What lessons would you share with other colleges or units planning AI conversations?

The biggest driver for success was the format and the planning that went into it up front. Creating groups at random, rather than having people sit with their usual colleagues, helped faculty connect with people they don’t interact with day-to-day and made the conversation richer. The discussion guide helped, too.
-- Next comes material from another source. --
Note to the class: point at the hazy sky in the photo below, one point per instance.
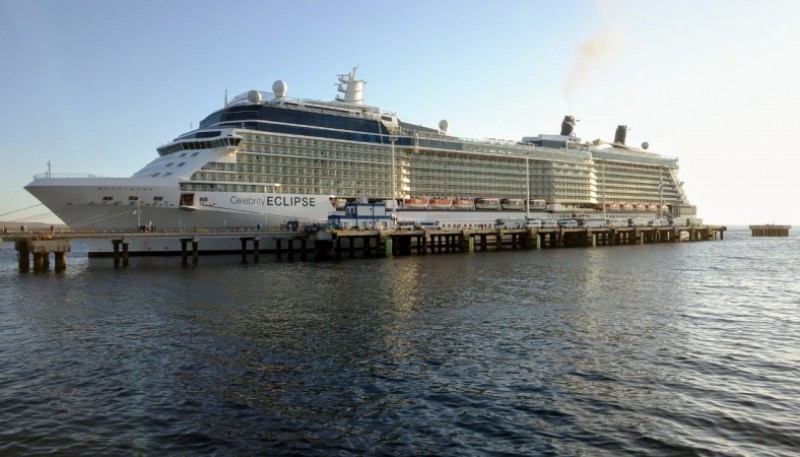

We grounded it in a scholarly, qualitative approach, not because we were doing research, but because we wanted enough structure to keep the conversation collegial and open. Strong facilitators mattered. When there was robust disagreement, facilitators reoriented to the ground rules, and people who were quiet at first still found space to voice candid concerns.

What are your next steps after the conversation?

After the meeting, we distributed de-identified notes back with faculty as meeting minutes, and we used NotebookLM to write an executive summary across the six groups. Three takeaways stood out that we want to build on. First, clearer guidance on academic integrity, appropriate AI use and expectations for authorship. Second, support for faculty who feel overwhelmed by too many tools and options. Third, help in building trust and good verification habits, since AI outputs can still include inaccurate or fabricated information. We are also working on faculty development and exploring workshop ideas, including with the Drake Institute.